There are many simple tutorials and also SO questions and answers out there which claim that Ray somehow shares data with the workers, but none of these go into the exact details of what gets shared how on which OS.
For example in this SO answer: https://stackoverflow.com/a/56287012/1382437 an np array gets serialised into the shared object store and then used by several workers all accessing the same data (code copied from that answer):
import numpy as np
import ray
ray.init()
@ray.remote
def worker_func(data, i):
# Do work. This function will have read-only access to
# the data array.
return 0
data = np.zeros(10**7)
# Store the large array in shared memory once so that it can be accessed
# by the worker tasks without creating copies.
data_id = ray.put(data)
# Run worker_func 10 times in parallel. This will not create any copies
# of the array. The tasks will run in separate processes.
result_ids = []
for i in range(10):
result_ids.append(worker_func.remote(data_id, i))
# Get the results.
results = ray.get(result_ids)
The ray.put(data)
call puts the serialised representation of the data into the shared object store and passes back a handle/id for it.
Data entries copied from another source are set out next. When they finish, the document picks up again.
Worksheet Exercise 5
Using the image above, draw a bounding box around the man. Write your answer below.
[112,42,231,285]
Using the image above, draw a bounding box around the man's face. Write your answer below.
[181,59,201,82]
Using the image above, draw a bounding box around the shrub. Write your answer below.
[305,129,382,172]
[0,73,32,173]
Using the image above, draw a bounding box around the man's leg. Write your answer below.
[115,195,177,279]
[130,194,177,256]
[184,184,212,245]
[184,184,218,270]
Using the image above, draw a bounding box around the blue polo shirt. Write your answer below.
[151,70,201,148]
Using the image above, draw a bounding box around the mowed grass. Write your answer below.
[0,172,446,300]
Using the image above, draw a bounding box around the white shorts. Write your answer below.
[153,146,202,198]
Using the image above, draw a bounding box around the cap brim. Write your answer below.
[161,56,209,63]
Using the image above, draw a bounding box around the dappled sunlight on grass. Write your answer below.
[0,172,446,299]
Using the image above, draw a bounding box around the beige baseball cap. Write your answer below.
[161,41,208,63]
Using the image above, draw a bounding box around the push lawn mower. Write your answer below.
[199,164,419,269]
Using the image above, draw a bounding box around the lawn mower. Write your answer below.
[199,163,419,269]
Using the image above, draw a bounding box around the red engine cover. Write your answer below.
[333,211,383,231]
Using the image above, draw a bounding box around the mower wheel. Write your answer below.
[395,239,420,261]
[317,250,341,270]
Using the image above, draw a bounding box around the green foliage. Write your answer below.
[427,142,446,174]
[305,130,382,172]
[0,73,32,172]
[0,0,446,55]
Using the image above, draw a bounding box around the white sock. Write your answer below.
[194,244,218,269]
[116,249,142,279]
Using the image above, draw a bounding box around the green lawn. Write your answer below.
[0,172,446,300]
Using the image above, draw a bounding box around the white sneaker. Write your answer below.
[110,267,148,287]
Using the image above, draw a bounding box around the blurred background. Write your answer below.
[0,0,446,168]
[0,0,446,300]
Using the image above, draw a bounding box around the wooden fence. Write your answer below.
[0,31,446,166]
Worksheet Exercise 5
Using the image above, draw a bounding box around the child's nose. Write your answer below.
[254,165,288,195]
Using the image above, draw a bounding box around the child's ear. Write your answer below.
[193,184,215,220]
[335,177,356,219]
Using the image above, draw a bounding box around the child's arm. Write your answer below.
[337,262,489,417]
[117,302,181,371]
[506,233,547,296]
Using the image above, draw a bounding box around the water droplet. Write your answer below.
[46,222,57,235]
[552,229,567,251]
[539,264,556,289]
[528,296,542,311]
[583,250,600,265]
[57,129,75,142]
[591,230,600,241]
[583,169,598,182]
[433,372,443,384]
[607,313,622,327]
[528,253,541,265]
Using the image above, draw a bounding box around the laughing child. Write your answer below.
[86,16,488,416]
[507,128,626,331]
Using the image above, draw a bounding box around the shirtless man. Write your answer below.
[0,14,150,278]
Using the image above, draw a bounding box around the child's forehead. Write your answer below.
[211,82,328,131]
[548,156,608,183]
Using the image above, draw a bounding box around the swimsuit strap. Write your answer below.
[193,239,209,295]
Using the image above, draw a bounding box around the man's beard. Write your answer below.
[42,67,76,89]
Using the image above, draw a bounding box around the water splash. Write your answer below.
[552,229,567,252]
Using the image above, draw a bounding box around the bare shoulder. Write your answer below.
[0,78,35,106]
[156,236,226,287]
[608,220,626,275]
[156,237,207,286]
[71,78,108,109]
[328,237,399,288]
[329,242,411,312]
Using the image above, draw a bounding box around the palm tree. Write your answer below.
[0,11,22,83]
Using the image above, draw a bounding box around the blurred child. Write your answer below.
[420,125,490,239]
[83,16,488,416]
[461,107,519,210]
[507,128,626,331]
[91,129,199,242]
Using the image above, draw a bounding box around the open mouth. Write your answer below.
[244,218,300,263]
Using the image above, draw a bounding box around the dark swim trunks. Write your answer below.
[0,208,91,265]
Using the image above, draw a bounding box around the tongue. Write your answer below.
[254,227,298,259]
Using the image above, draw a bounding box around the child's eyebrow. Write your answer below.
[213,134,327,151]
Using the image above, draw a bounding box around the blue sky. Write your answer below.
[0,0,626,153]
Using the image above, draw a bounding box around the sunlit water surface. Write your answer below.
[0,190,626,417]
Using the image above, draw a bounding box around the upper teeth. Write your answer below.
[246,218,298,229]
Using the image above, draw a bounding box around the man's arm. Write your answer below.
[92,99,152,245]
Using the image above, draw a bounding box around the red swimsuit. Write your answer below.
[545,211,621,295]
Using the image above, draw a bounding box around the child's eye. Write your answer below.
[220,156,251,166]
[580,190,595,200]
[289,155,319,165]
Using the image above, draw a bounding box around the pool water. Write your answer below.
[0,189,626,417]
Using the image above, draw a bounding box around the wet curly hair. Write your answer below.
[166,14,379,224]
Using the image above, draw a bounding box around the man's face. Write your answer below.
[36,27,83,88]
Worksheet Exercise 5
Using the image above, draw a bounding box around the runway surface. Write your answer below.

then when worker_func.remote(data_id, i)
is invoked, the worker_func
gets passed the deserialised data.
But what exactly happens in between? Clearly the data_id
is used to locate the serialised version of data and deserialise it.
Q1: When the data gets "deserialised" does this always create a copy of the original data? I would think yes, but I am not sure.
Once the data has been deserialised, it gets passed to a worker. Now, if the same data needs to get passed to another worker, there are two possibilities:
Q2: When an object that has already been deserialised gets passed to a worker, will it be via another copy or that exact same object? If it is the exact same object, is this using the standard shared memory approach to share data between processes? On Linux this would mean copy-on-write, so does this mean that as soon as the object is written to, another copy of it is created?
Q3: Some tutorials/answers seem to indicate that the overhead of deserialising and sharing data between workers is very different depending on the type of data (Numpy versus non-Numpy) so what are the details there? Why is numpy data shared more efficiently and is this still efficient when the client tries to write to that numpy array (which I think would always create a local copy for the process?) ?